Agents warn that alienating them from state health exchanges – required under the ACA to be established in all states by 2014 – will make the exchanges difficult to get off the ground and will leave consumers without adequate guidance as they navigate new insurance options. In addition, they assert that removing agents from the purchase process (and thereby eliminating commission fees) won’t really save that much money.
“I think we make it a more efficient system,” said Dave Ver Woert, a broker in Cedar Rapids, IA, in an interview with Kaiser Health News. “We add point zero zero something percent to the costs, so they’re attacking a small, small piece of what the bigger problem is. … Health insurance is expensive because health care is expensive.”
Consumer lobbyists, on the other hand, say that the legislation proposed by the insurance commissioners will serve merely to pad the industry’s pockets, while leaving consumers out in the cold. Worse, they speculate that, under a simplified system, agents may not be needed.
Timothy Jost, a professor at the Washington and Lee University School of Law and an official consumer representative to the NAIC, said most people won’t need advice from agents once the exchanges are in place. “Frankly I don’t think that there’s going to be quite as much to do as there is now,” he said.
Support varies by state
States have varied responses to the agent’s plight.

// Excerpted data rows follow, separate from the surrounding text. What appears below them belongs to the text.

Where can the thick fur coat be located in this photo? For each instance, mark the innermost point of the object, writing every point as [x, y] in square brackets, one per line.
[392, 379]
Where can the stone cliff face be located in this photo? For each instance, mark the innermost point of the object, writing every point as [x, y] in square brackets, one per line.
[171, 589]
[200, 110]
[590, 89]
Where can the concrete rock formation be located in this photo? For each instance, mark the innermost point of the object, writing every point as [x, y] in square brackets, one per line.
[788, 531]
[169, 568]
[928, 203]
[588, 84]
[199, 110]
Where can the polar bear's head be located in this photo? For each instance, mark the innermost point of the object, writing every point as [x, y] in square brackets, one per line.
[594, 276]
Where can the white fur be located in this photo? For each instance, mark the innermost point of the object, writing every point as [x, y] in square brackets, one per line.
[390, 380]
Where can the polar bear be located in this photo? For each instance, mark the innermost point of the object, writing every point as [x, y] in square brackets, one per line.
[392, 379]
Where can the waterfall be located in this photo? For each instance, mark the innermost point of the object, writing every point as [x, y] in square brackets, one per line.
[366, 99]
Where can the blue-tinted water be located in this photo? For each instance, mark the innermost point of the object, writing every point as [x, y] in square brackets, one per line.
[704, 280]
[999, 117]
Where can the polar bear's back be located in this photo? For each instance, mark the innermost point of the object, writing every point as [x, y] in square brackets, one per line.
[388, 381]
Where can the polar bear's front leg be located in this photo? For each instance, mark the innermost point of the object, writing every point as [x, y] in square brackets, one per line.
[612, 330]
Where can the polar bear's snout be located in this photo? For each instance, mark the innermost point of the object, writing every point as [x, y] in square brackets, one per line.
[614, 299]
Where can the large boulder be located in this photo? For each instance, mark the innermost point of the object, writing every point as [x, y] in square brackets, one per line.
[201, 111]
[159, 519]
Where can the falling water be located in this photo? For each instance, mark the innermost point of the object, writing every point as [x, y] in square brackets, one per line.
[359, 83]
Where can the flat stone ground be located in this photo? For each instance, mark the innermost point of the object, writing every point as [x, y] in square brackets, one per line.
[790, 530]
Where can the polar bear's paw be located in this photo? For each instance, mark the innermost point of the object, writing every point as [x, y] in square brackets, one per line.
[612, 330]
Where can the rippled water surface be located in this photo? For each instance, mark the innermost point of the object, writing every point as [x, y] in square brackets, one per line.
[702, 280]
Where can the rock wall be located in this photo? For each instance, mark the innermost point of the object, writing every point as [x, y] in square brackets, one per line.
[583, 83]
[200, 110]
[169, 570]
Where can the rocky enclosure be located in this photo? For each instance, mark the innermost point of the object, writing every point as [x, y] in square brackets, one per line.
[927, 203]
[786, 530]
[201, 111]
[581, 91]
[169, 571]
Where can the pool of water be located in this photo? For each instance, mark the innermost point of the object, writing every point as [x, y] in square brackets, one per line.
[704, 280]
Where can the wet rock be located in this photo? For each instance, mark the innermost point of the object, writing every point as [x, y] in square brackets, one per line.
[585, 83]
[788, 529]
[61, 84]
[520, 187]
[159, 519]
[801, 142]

Iowa has taken the most aggressive pro-agent stance with a proposed bill that would require all consumers to work with a broker when purchasing health insurance in the new exchanges. If the legislation goes through, it will also guarantee that brokers receive a commission of at least 5 percent for their services. Minnesota has also proposed protective legislation, which would require that anyone selling, negotiating, or soliciting insurance for a health plan be licensed by the state.
As the battle over reform rages on, the good news for agents is that the industry as a whole has a fair amount of political pull, both at the federal level and especially among state insurance commissioners.